Ratchet and Clank: Nexus brings the Ratchet and Clank game back to its roots in a short adventure developed by Insomniac Games. Many fans of the series did not enjoy All 4 One and Q-Force as much as much as the original games, and wanted a return to the classic platforming action. Well, Nexus certainly delivers on that wish!

All 4 One and Q-Force are generally regarded as average spin-offs in the series, and with both of these titles being the most recent in the series (before Nexus was released), the road ahead for the once-outstanding series did not look to bright. Thankfully, Nexus (or Into the Nexus in the US) brings us back to the classic Ratchet and Clank roots, and presents us with a game far more deserving of the Ratchet and Clank name than the two games which came before it.

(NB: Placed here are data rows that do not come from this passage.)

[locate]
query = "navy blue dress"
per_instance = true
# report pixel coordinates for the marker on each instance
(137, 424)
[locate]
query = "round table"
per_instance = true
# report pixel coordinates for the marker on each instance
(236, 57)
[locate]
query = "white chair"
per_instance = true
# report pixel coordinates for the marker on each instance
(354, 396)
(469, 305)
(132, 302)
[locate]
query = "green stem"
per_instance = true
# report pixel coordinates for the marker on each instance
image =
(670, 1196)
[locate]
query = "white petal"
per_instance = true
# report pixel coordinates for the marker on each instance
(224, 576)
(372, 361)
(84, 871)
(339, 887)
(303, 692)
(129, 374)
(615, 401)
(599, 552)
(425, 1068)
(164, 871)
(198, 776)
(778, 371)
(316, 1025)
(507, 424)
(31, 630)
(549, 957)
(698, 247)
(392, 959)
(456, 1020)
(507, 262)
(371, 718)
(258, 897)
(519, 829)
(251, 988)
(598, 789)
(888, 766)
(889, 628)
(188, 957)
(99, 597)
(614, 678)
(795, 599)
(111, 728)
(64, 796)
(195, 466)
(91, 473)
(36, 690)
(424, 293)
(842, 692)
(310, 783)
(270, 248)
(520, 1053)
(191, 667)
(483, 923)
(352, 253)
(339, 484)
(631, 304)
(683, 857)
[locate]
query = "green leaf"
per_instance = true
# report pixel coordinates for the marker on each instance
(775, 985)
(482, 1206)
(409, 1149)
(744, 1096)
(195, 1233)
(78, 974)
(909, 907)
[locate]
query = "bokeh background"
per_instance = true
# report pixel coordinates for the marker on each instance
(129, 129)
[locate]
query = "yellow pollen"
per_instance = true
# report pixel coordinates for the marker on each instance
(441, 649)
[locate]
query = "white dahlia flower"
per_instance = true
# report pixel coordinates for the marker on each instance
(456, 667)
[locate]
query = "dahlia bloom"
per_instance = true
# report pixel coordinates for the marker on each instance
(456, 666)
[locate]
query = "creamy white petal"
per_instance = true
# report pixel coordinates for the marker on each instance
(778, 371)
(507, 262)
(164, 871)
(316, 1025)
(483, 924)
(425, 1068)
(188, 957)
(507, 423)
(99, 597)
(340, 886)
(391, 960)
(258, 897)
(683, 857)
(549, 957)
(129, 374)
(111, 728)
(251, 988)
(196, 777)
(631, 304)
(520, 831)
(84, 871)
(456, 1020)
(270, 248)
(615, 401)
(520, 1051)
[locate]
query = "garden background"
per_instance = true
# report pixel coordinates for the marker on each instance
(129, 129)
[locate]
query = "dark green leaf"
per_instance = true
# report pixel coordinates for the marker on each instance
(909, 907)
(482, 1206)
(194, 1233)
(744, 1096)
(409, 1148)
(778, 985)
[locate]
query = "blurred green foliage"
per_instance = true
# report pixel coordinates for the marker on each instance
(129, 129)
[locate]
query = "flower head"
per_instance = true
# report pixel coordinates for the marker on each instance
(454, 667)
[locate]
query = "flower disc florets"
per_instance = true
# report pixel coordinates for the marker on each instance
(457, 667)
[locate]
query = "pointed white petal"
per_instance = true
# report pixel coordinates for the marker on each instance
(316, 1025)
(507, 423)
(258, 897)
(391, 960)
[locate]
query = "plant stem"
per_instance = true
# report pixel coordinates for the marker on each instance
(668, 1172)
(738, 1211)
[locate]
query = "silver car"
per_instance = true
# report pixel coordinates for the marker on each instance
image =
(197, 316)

That is not to say that the game is perfect, by any means. Unfortunately, it really is surprisingly short, and serves as more of an appetizer, which leaves you hungry for a more fulfilling experience. The entire game can easily be completed in 4-6 hours of gameplay, and that is even if you go out of your way to collect everything. You play the game over five planets, and the short plot, while enjoyable, is not greatly satisfying due to how quickly it ends.

Ratchet and Clank needed this game, however. It restores the notion that Insomniac are capable of making a great Ratchet and Clank game, and reassures fans that there probably more to come. I have a feeling that Nexus is a taster for the fully-fledged Ratchet and Clank making its way to the Playstation 4, and Insomniac wanted to reassure gamers they could redeem the series. This would mean Nexus is being used to win back the fans of the original series of games.

Nexus almost feels like a DLC story, but a good one at that. New weapons, gadgets and gameplay elements have been introduced, and Insomniac did not do anything in half measures. The new weapons are well designed, and different to those we have seen before. They all look and feel great to use. Thankfully, this is one of the areas in which the series has always always excelled, and this has remained true in Nexus. Mr. Zurkon, a much loved weapon/character, makes a return, but these time, he brings his family.

Graphically, the game looks great, picking up the modern visuals of All 4 One and Q-Force but integrating them back to the original level design guidelines employed by Insomniac. The same can be said about sound effects and music, both of which are certainly rooted in the origins of the series, with a bit more of a modern twist for good measure. Again, this is another area where Nexus impresses.

As we have mentioned already, the only true downfall of the game is the short, linear story with few sidequests or extra missions. Despite this, the game is great fun to play, but is almost a tease, leaving fans (such as myself) desiring a much longer story. Some of the aspects such as humour are a bit weaker than previous titles, but lets hope we see that improve in the next full release of the game. Overall, Nexus is a great play for fans, but leaves more to be desired.